# Modelling

Prompt:

Assume you are an expert in NLP in Tensorflow and Keras. For any input I will prompt, please share code that can solve that problem with Tensorflow and Keras.

Prompt:

Please create code that downloads the yelp dataset from this link https://www.dropbox.com/s/xds4lua69b7okw8/yelp.csv?dl=0, which is csv format. Preprocess the reviews by:

- removing links
- removing punctuation
- removing stopwords
- ensuring alphanumerical characters only are allowed
- lowercases every word

And apply to the dataset. Later use Keras tokenizer to tokenize each review into a tensor of its IDs. Ensure the vocabulary are all the words that have a frequency of at least 5 words and the tensor of IDs doesn't truncate any review. Ensure finally all reviews are padded

Prompt:

Now let's change our approach, and we will do transfer learning on distillbert to do sentiment analysis. Use the model distilbert-base-uncased-finetuned-sst-2-english as base and add a head of size 2 to predict sentiment. Remember to use Tensorflow and Keras and perform the training

In [None]:
!pip install transformers

In [None]:
import tensorflow as tf
from transformers import TFDistilBertForSequenceClassification, DistilBertConfig, DistilBertTokenizerFast
from tensorflow.keras.optimizers import Adam
from sklearn.model_selection import train_test_split
import pandas as pd
import numpy as np
import re
import nltk
from nltk.corpus import stopwords
from tensorflow.keras.preprocessing.text import Tokenizer
from tensorflow.keras.preprocessing.sequence import pad_sequences
import urllib.request

# Downloading nltk stopwords
nltk.download('stopwords')

# Set of stopwords
stop_words = set(stopwords.words('english'))

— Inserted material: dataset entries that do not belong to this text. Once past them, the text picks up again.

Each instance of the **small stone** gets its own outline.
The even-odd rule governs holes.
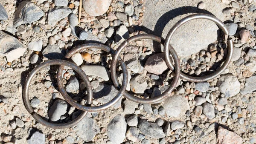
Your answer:
[[[243,139],[238,135],[234,132],[228,131],[220,126],[218,127],[217,135],[218,144],[243,144]]]
[[[37,98],[33,98],[31,101],[30,101],[30,104],[31,107],[36,107],[39,105],[40,103],[40,100]]]
[[[43,40],[38,40],[29,42],[28,44],[28,49],[35,51],[41,52],[43,47]]]
[[[214,107],[212,104],[206,102],[203,106],[203,112],[205,116],[209,119],[215,117]]]
[[[138,117],[133,115],[127,119],[127,124],[130,127],[136,127],[138,125]]]
[[[84,65],[81,69],[87,75],[93,75],[102,78],[104,81],[108,81],[110,78],[109,72],[105,66],[102,66]]]
[[[110,6],[111,0],[83,0],[83,7],[86,13],[92,16],[104,14]]]
[[[73,62],[76,63],[78,66],[83,63],[83,60],[82,56],[81,55],[81,54],[79,53],[76,53],[74,54],[74,55],[71,56],[71,59]]]
[[[58,99],[54,101],[49,111],[48,115],[52,121],[59,120],[61,116],[67,113],[67,104],[62,100]]]
[[[172,130],[176,130],[180,129],[185,126],[185,124],[182,121],[175,121],[171,124],[171,128]]]
[[[67,92],[76,92],[79,89],[78,80],[74,76],[72,76],[66,86],[66,91]]]
[[[195,83],[195,90],[202,92],[207,91],[210,86],[210,84],[208,82],[201,82]]]
[[[154,54],[148,58],[146,61],[144,69],[148,72],[159,75],[167,69],[163,53]]]
[[[122,143],[125,138],[126,127],[126,122],[123,116],[118,115],[114,117],[107,129],[108,136],[110,140],[115,144]]]
[[[28,144],[45,144],[45,135],[37,131],[32,134],[32,136],[28,139]]]

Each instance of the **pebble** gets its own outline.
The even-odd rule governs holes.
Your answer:
[[[8,15],[4,8],[0,4],[0,20],[6,20],[8,19]]]
[[[144,66],[144,69],[148,72],[157,75],[161,75],[168,69],[165,63],[164,55],[162,53],[154,54],[149,57]]]
[[[115,144],[122,143],[125,138],[126,127],[126,122],[123,116],[118,115],[115,116],[108,125],[107,128],[109,139]]]
[[[240,82],[236,77],[231,75],[221,76],[217,86],[220,92],[227,98],[235,96],[240,92]]]
[[[61,116],[67,113],[67,104],[61,99],[54,101],[48,112],[49,119],[52,121],[58,121]]]
[[[138,125],[138,116],[133,115],[127,119],[127,124],[130,127],[136,127]]]
[[[195,83],[195,90],[202,92],[205,92],[208,90],[210,84],[208,82],[201,82]]]
[[[143,134],[153,138],[160,138],[165,137],[163,129],[155,123],[150,123],[143,119],[140,121],[138,126]]]
[[[203,105],[203,112],[205,116],[209,119],[215,117],[214,107],[212,104],[206,102]]]
[[[76,63],[78,66],[83,63],[83,60],[82,56],[81,55],[81,54],[79,53],[76,53],[74,54],[71,56],[71,59],[72,60],[72,61]]]
[[[81,139],[89,142],[99,132],[99,127],[93,118],[86,116],[75,127],[74,130],[77,131],[76,135]]]
[[[131,127],[127,131],[125,135],[126,138],[133,142],[139,142],[139,129],[135,127]]]
[[[54,5],[57,6],[67,6],[68,4],[68,0],[53,0]]]
[[[28,144],[44,144],[45,143],[45,135],[37,131],[34,132],[30,138],[27,140]]]
[[[172,130],[176,130],[177,129],[180,129],[184,126],[185,124],[184,123],[179,121],[175,121],[171,124],[171,128]]]
[[[33,98],[31,101],[30,101],[30,104],[31,107],[36,107],[39,105],[40,103],[40,100],[37,98]]]

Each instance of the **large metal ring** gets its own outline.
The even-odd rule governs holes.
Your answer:
[[[96,43],[90,43],[81,45],[74,47],[71,50],[69,51],[66,55],[65,58],[70,58],[75,53],[81,52],[83,51],[84,51],[85,49],[92,48],[100,49],[105,52],[110,52],[112,55],[113,55],[114,53],[113,50],[105,45]],[[126,88],[126,86],[127,86],[127,84],[128,83],[128,72],[127,71],[126,66],[123,60],[120,61],[119,63],[121,66],[121,67],[123,71],[123,80],[122,83],[122,86],[121,88],[120,88],[120,90],[116,96],[111,101],[106,104],[98,106],[90,107],[90,106],[84,106],[81,105],[73,100],[68,95],[66,92],[66,90],[65,90],[65,89],[64,89],[63,82],[62,82],[62,72],[63,70],[64,66],[61,65],[60,65],[59,67],[57,73],[57,78],[57,78],[57,81],[60,92],[62,95],[63,98],[64,98],[64,99],[65,99],[68,103],[79,109],[88,112],[98,112],[105,109],[116,104],[122,98],[122,95],[124,94],[125,91],[125,88]],[[89,79],[88,80],[88,81],[87,81],[87,82],[90,83]],[[91,86],[90,85],[90,86]],[[88,89],[88,88],[87,87],[87,88]],[[91,89],[91,87],[89,87],[89,89]],[[92,91],[88,92],[88,93],[89,94],[89,92],[92,92],[91,94],[90,93],[90,95],[93,94]],[[90,101],[87,101],[87,104],[91,104],[92,101],[92,99],[90,99]]]
[[[220,20],[217,17],[211,15],[203,14],[193,14],[186,17],[185,17],[178,21],[173,26],[171,29],[166,38],[166,43],[164,43],[163,51],[164,53],[165,58],[166,60],[166,64],[171,70],[173,70],[174,67],[171,58],[169,51],[171,49],[173,49],[173,48],[170,44],[171,39],[174,33],[180,26],[183,24],[193,20],[198,19],[204,19],[210,20],[215,23],[221,29],[225,35],[228,34],[228,30],[226,27],[225,24]],[[212,79],[219,75],[221,75],[222,72],[225,70],[231,60],[232,55],[233,55],[233,51],[234,49],[234,44],[232,39],[229,39],[227,40],[228,45],[228,53],[227,58],[224,63],[222,64],[218,69],[217,69],[214,73],[212,73],[207,76],[201,77],[195,77],[186,75],[183,73],[180,74],[180,78],[192,82],[201,82],[207,81]],[[176,66],[175,66],[175,69]]]
[[[32,115],[33,118],[35,118],[35,119],[38,122],[45,126],[53,129],[64,129],[70,128],[76,126],[80,121],[82,120],[83,118],[84,118],[84,117],[88,112],[82,112],[82,113],[81,113],[81,114],[76,119],[75,119],[73,121],[72,121],[70,122],[68,122],[66,123],[54,124],[51,123],[46,121],[42,118],[41,118],[40,115],[39,115],[36,113],[34,112],[33,108],[32,107],[31,107],[31,105],[30,105],[30,102],[29,101],[29,84],[30,84],[32,79],[33,78],[35,75],[35,74],[38,72],[38,71],[39,71],[41,69],[42,69],[46,67],[46,66],[52,65],[63,65],[72,68],[73,69],[76,71],[76,72],[78,74],[81,75],[81,77],[83,78],[83,80],[85,81],[86,81],[88,79],[88,78],[86,76],[86,75],[85,75],[84,72],[84,71],[82,70],[81,70],[79,67],[78,67],[76,64],[71,62],[61,60],[50,60],[41,63],[40,65],[36,67],[35,69],[33,69],[31,71],[31,72],[30,72],[28,77],[27,78],[26,80],[25,83],[24,89],[23,89],[23,99],[24,104],[25,104],[26,108],[28,112],[29,112]],[[90,81],[89,83],[87,84],[89,84],[89,85],[87,85],[87,86],[90,87]],[[91,92],[92,91],[92,89],[88,89],[88,91],[89,92]],[[92,99],[92,92],[88,92],[87,101],[91,101]]]
[[[164,40],[163,38],[155,35],[149,34],[141,34],[134,36],[124,41],[116,49],[111,63],[111,78],[114,85],[115,86],[118,86],[119,85],[119,83],[118,82],[116,76],[116,71],[119,55],[121,53],[122,51],[127,46],[129,45],[130,43],[137,40],[145,39],[152,40],[162,43],[164,43]],[[180,78],[180,60],[179,60],[177,54],[174,49],[170,48],[170,50],[171,51],[171,53],[172,53],[172,55],[174,60],[175,66],[177,68],[175,69],[174,78],[172,81],[172,83],[170,84],[170,86],[168,89],[160,95],[154,98],[151,98],[147,99],[140,98],[136,97],[133,95],[131,95],[126,92],[124,95],[124,96],[125,98],[130,101],[138,103],[151,104],[157,102],[168,96],[171,95],[172,92],[175,88],[178,83],[179,78]]]

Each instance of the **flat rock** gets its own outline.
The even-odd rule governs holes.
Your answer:
[[[57,22],[67,17],[71,12],[71,10],[68,7],[57,7],[49,10],[48,15],[48,24],[54,26]]]
[[[98,87],[93,91],[93,98],[102,104],[105,104],[113,99],[118,91],[112,85],[99,84]],[[113,106],[115,108],[120,107],[122,99]]]
[[[245,80],[246,81],[246,83],[245,84],[245,86],[240,92],[240,93],[242,95],[252,93],[253,91],[256,90],[256,86],[255,85],[255,81],[256,81],[256,76],[251,76],[247,78]]]
[[[62,59],[64,57],[56,44],[48,45],[43,51],[43,55],[49,60]]]
[[[240,82],[236,77],[231,75],[221,76],[218,79],[217,86],[220,92],[226,97],[235,96],[240,92]]]
[[[30,138],[28,139],[28,144],[44,144],[45,143],[45,135],[37,131],[34,132]]]
[[[187,99],[181,95],[172,95],[164,101],[163,107],[169,117],[177,117],[184,115],[186,111],[189,109]]]
[[[218,144],[243,144],[243,139],[238,134],[220,126],[218,130],[217,141]]]
[[[93,118],[86,116],[74,128],[76,134],[86,142],[91,141],[99,132],[99,127]]]
[[[5,9],[0,3],[0,20],[6,20],[8,19],[8,15]]]
[[[15,13],[13,26],[17,27],[22,24],[38,21],[44,15],[44,13],[33,3],[25,0],[19,4]]]
[[[118,115],[108,125],[108,136],[114,144],[121,144],[125,138],[126,122],[123,116]]]
[[[149,57],[146,61],[144,69],[148,72],[155,75],[162,74],[168,69],[163,53],[158,53]]]
[[[89,15],[98,16],[107,12],[111,3],[111,0],[83,0],[83,7]]]
[[[17,39],[2,31],[0,31],[0,55],[5,56],[10,62],[23,56],[26,49]]]
[[[157,139],[165,137],[163,129],[157,123],[150,123],[142,119],[138,127],[140,132],[146,136]]]
[[[102,66],[84,65],[81,66],[81,69],[87,75],[93,75],[102,78],[108,81],[110,78],[109,72],[105,66]]]
[[[61,116],[67,112],[67,103],[64,100],[58,99],[54,101],[48,112],[48,115],[51,121],[56,121]]]

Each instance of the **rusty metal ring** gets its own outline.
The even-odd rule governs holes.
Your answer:
[[[106,52],[110,52],[111,55],[113,55],[114,53],[114,51],[113,50],[113,49],[111,49],[109,47],[104,45],[96,43],[90,43],[81,45],[74,47],[66,55],[65,58],[68,59],[70,58],[75,53],[81,52],[86,49],[92,48],[101,49]],[[81,105],[73,100],[68,95],[67,93],[66,90],[65,90],[65,89],[64,89],[63,83],[62,80],[62,72],[64,66],[61,65],[60,65],[59,67],[57,73],[57,81],[60,92],[61,92],[62,96],[64,98],[64,99],[68,103],[79,109],[88,112],[98,112],[105,109],[116,104],[122,98],[122,95],[123,95],[125,92],[125,88],[127,86],[127,84],[128,84],[128,72],[127,68],[123,60],[120,61],[119,63],[122,68],[123,71],[123,78],[124,78],[122,83],[122,86],[120,88],[120,89],[116,96],[111,101],[106,104],[98,106],[90,107],[90,106]],[[87,82],[90,83],[89,79],[88,81],[87,81]],[[90,84],[90,86],[91,86]],[[91,87],[90,87],[89,89],[92,89]],[[90,95],[93,95],[92,91],[91,92],[91,94],[90,93],[91,92],[88,92],[88,94],[89,92],[90,92]],[[92,99],[90,101],[87,101],[87,104],[91,104],[92,101]]]
[[[119,85],[119,83],[118,82],[116,76],[116,71],[117,60],[119,60],[119,55],[121,53],[122,51],[127,46],[129,45],[130,43],[137,40],[143,39],[152,40],[162,43],[164,43],[164,40],[161,38],[160,37],[149,34],[141,34],[134,36],[124,41],[116,49],[111,63],[111,78],[115,86],[117,87]],[[174,79],[172,81],[172,83],[170,84],[170,86],[168,89],[160,95],[156,97],[151,98],[148,99],[139,98],[133,95],[131,95],[126,92],[124,95],[124,96],[125,98],[131,101],[138,103],[151,104],[159,102],[164,98],[171,95],[172,92],[175,88],[178,83],[179,78],[180,78],[180,60],[176,52],[174,49],[170,48],[170,50],[174,60],[175,66],[177,68],[175,69]]]
[[[198,19],[204,19],[212,21],[221,28],[225,35],[228,34],[228,30],[224,23],[217,17],[211,15],[204,14],[194,14],[189,15],[180,20],[173,26],[168,32],[166,38],[166,43],[164,45],[163,51],[165,58],[166,60],[166,64],[171,70],[173,70],[174,67],[172,62],[171,58],[170,57],[170,54],[169,53],[169,51],[170,51],[171,49],[173,49],[173,47],[170,44],[171,39],[175,31],[180,26],[191,20]],[[180,78],[189,81],[201,82],[210,80],[221,75],[228,66],[233,55],[234,44],[232,39],[230,39],[227,40],[227,45],[228,53],[226,60],[222,65],[214,73],[204,77],[196,77],[189,76],[182,72],[180,74]],[[175,69],[176,67],[177,67],[175,66]]]
[[[32,80],[32,79],[41,69],[45,68],[46,66],[52,65],[63,65],[72,68],[76,71],[80,75],[84,80],[86,81],[85,78],[87,78],[86,75],[84,71],[76,64],[68,61],[61,60],[50,60],[47,62],[41,63],[40,65],[36,67],[29,73],[24,85],[23,89],[23,100],[25,106],[28,112],[32,115],[32,116],[39,123],[42,125],[53,129],[64,129],[71,127],[76,126],[78,123],[82,120],[87,114],[87,112],[82,112],[81,114],[76,119],[70,122],[64,124],[54,124],[51,123],[44,119],[40,115],[34,112],[33,108],[31,107],[29,95],[29,84]],[[90,85],[90,84],[89,83]],[[92,90],[91,90],[91,91]],[[90,90],[89,90],[90,91]],[[92,93],[88,93],[88,101],[91,101],[93,99]]]

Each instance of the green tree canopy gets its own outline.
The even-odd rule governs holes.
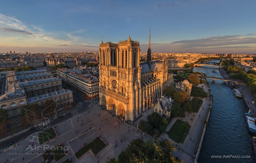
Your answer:
[[[185,117],[185,111],[179,103],[174,102],[172,107],[172,116],[173,117]]]
[[[186,102],[189,102],[190,96],[184,91],[177,91],[173,94],[174,101],[182,105]]]
[[[154,143],[149,139],[144,142],[142,139],[133,140],[118,157],[116,162],[108,163],[155,163],[181,162],[175,159],[173,151],[175,148],[172,145],[172,142],[167,139],[159,141],[156,140]]]
[[[51,66],[50,70],[51,71],[56,71],[56,70],[59,68],[64,68],[64,64],[60,63],[57,65],[52,66]]]
[[[2,108],[0,108],[0,122],[5,122],[8,117],[6,110]]]
[[[202,88],[196,87],[193,88],[191,95],[196,97],[205,98],[208,96],[208,93]]]
[[[33,121],[42,117],[41,107],[36,104],[22,107],[20,111],[21,122],[26,127],[33,125]]]
[[[30,66],[22,66],[20,67],[14,68],[14,70],[16,72],[25,71],[30,71],[31,70],[35,70],[36,69],[34,67]]]
[[[193,84],[193,87],[196,87],[200,83],[199,76],[198,75],[195,74],[190,74],[188,77],[188,81]]]
[[[172,96],[175,92],[175,88],[172,86],[169,86],[166,88],[165,90],[165,96]]]

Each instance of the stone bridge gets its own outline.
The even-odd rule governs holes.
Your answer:
[[[232,82],[236,84],[239,84],[240,85],[246,85],[244,82],[241,80],[234,80],[232,79],[224,79],[224,78],[217,78],[217,77],[205,77],[205,78],[208,79],[212,79],[212,81],[214,82],[215,81],[215,80],[221,80],[224,82],[224,83],[226,83],[227,81]]]
[[[209,64],[208,63],[212,63],[212,62],[208,62],[207,61],[204,61],[206,63],[195,63],[194,64],[194,66],[212,66],[215,67],[217,68],[220,68],[224,67],[224,66],[221,65],[222,62],[220,61],[220,63],[219,63],[216,64]]]

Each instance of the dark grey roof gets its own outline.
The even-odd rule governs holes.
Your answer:
[[[145,72],[150,70],[149,66],[148,63],[146,62],[140,63],[140,65],[142,67],[141,73],[143,73],[143,72]]]

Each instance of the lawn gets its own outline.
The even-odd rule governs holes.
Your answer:
[[[191,126],[188,123],[178,120],[168,131],[169,137],[178,143],[183,143]]]
[[[44,161],[47,159],[49,160],[49,154],[53,155],[56,162],[58,161],[66,156],[65,152],[63,150],[63,148],[61,146],[59,146],[54,149],[47,151],[43,154],[43,157]]]
[[[193,98],[191,100],[191,105],[192,106],[192,110],[194,113],[198,113],[199,109],[203,103],[203,100],[197,98]]]
[[[99,137],[97,137],[89,144],[79,150],[75,154],[76,158],[79,159],[90,149],[94,154],[96,154],[105,146],[106,144]]]
[[[39,144],[41,144],[55,137],[56,135],[52,128],[50,128],[37,134]]]

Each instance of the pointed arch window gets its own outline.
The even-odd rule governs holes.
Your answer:
[[[122,50],[122,67],[124,67],[124,50]]]

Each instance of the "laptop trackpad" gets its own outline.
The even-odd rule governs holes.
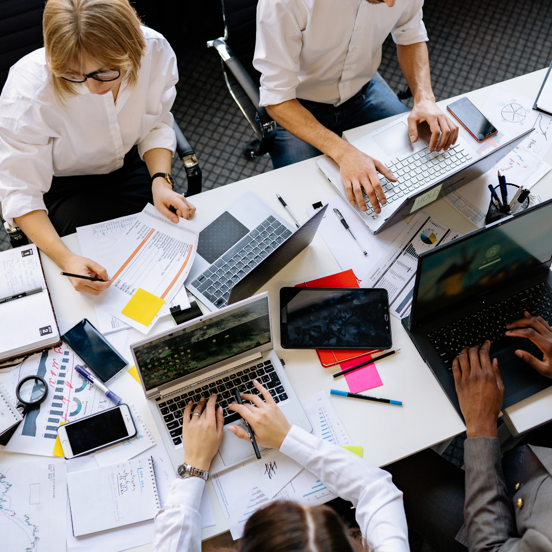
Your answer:
[[[242,422],[232,424],[233,426],[241,426],[245,429]],[[259,447],[259,450],[261,450]],[[239,439],[231,431],[225,428],[222,434],[222,440],[219,447],[219,454],[225,466],[231,466],[241,460],[247,460],[255,455],[251,442]]]
[[[526,339],[516,341],[491,355],[491,358],[498,359],[498,368],[506,390],[503,408],[511,406],[552,385],[552,380],[541,375],[534,368],[516,356],[514,351],[518,349],[530,353],[539,360],[543,358],[542,352]]]

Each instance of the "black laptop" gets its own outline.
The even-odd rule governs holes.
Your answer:
[[[410,316],[402,323],[461,416],[452,362],[491,341],[506,388],[502,408],[552,385],[514,354],[543,355],[505,326],[524,311],[552,323],[552,199],[422,253]]]

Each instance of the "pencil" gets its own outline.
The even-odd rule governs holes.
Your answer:
[[[71,278],[79,278],[81,280],[89,280],[91,282],[107,282],[100,278],[92,278],[92,276],[83,276],[82,274],[72,274],[70,272],[62,272],[62,276],[70,276]]]
[[[375,362],[376,360],[380,360],[382,358],[385,358],[386,357],[390,357],[392,354],[398,353],[400,350],[400,349],[396,349],[395,351],[390,351],[385,354],[381,354],[379,357],[376,357],[375,358],[372,358],[369,360],[361,362],[359,364],[357,364],[356,366],[352,366],[350,368],[347,368],[347,370],[342,370],[341,372],[336,372],[333,374],[333,377],[339,378],[339,376],[344,375],[346,374],[348,374],[349,372],[352,372],[353,370],[356,370],[357,368],[362,368],[363,366],[366,366],[367,364],[371,364],[373,362]]]

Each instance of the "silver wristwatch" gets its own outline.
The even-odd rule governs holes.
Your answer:
[[[186,477],[201,477],[205,481],[209,479],[208,471],[194,468],[189,464],[181,464],[178,466],[178,477],[181,479],[185,479]]]

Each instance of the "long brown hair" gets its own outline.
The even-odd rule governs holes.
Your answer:
[[[46,61],[60,99],[78,94],[77,84],[61,78],[69,65],[82,70],[87,60],[119,69],[136,85],[146,40],[128,0],[48,0],[42,20]]]
[[[352,533],[328,506],[314,508],[283,501],[247,520],[239,552],[368,552],[357,529]]]

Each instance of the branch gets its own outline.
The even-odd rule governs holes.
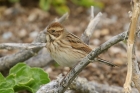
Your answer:
[[[68,13],[63,15],[58,21],[61,23],[68,17]],[[47,28],[47,27],[46,27]],[[46,28],[41,31],[36,39],[33,41],[34,43],[45,43],[46,42],[46,36],[44,32],[46,31]],[[18,62],[24,62],[27,59],[34,56],[36,53],[38,53],[42,48],[34,48],[34,49],[23,49],[15,54],[8,55],[5,57],[0,58],[0,71],[7,70],[17,64]]]
[[[69,88],[76,90],[78,93],[123,93],[122,87],[99,84],[97,82],[87,81],[87,79],[81,77],[76,78]],[[136,89],[132,89],[132,93],[139,92]]]
[[[1,43],[0,49],[34,49],[45,47],[46,43]]]
[[[124,83],[124,92],[125,93],[130,93],[131,92],[131,80],[132,80],[132,60],[134,55],[133,49],[134,49],[134,42],[135,42],[135,36],[136,36],[136,31],[137,31],[137,23],[138,23],[138,18],[139,18],[139,11],[140,11],[140,2],[139,0],[133,0],[134,2],[134,7],[132,11],[132,18],[131,18],[131,24],[130,24],[130,29],[129,29],[129,37],[127,40],[127,61],[128,61],[128,66],[127,66],[127,76],[126,80]],[[140,92],[140,91],[139,91]]]
[[[61,78],[57,82],[50,82],[49,84],[46,84],[45,86],[49,87],[45,89],[44,93],[64,93],[64,91],[68,88],[68,86],[71,84],[71,82],[75,79],[75,77],[82,71],[84,67],[86,67],[91,60],[94,60],[99,54],[101,54],[103,51],[107,50],[114,44],[124,40],[127,36],[127,32],[123,32],[119,35],[116,35],[109,39],[107,42],[102,44],[100,47],[96,48],[92,52],[90,52],[81,62],[79,62],[76,67],[74,67],[67,76],[63,79]],[[61,82],[61,80],[63,81]],[[61,85],[59,84],[61,82]],[[53,83],[53,84],[52,84]],[[43,91],[44,86],[42,86],[37,93],[42,93],[40,90]]]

def preprocess_text(text):
    """
    Preprocess a single review:
    - Lowercasing
    - Removing links
    - Removing punctuation
    - Removing non-alphanumerical characters
    - Removing stopwords
    """
    text = text.lower()
    text = re.sub(r'http\S+', '', text)  # Remove links
    text = re.sub(r'[^\w\s]', '', text)  # Remove punctuation
    text = re.sub(r'\W*\b\w{1,2}\b', '', text)  # Remove words with 1 or 2 letters
    text = re.sub(r"[^a-zA-Z.,&!?]+", r" ", text) # Ensure only alphanumerical characters
    text = ' '.join([word for word in text.split() if word not in stop_words])
    return text

# Load the Yelp dataset
yelp_data = pd.read_csv(file_path) #use the yelp.csv in the data folder. You will need to download it/upload to colab

# Preprocess the reviews
yelp_data['processed_reviews'] = yelp_data['text'].apply(preprocess_text)

yelp_data

In [None]:
# Load the tokenizer
tokenizer = DistilBertTokenizerFast.from_pretrained('distilbert-base-uncased-finetuned-sst-2-english')

# Tokenize the dataset
def tokenize_reviews(reviews):
    return tokenizer(reviews, padding=True, truncation=True, return_tensors='tf')

# Tokenize Yelp reviews
tokenized_reviews = tokenize_reviews(yelp_data['processed_reviews'].tolist())

In [None]:
yelp_data['binary_labels'] = yelp_data['stars'].apply(lambda x: 1 if x > 3 else 0)
labels = np.array(yelp_data['binary_labels'])

train_reviews, val_reviews, train_labels, val_labels = train_test_split(tokenized_reviews['input_ids'], labels, test_size=0.2)

In [None]:
# Load the pre-trained DistilBERT model
model = TFDistilBertForSequenceClassification.from_pretrained('distilbert-base-uncased-finetuned-sst-2-english', num_labels=2)

# Compile the model
optimizer = Adam(learning_rate=5e-5)
model.compile(optimizer=optimizer, loss='binary_crossentropy', metrics=['accuracy'])

# Train the model
model.fit(train_reviews, train_labels, epochs=3, batch_size=32, validation_data=(val_reviews, val_labels))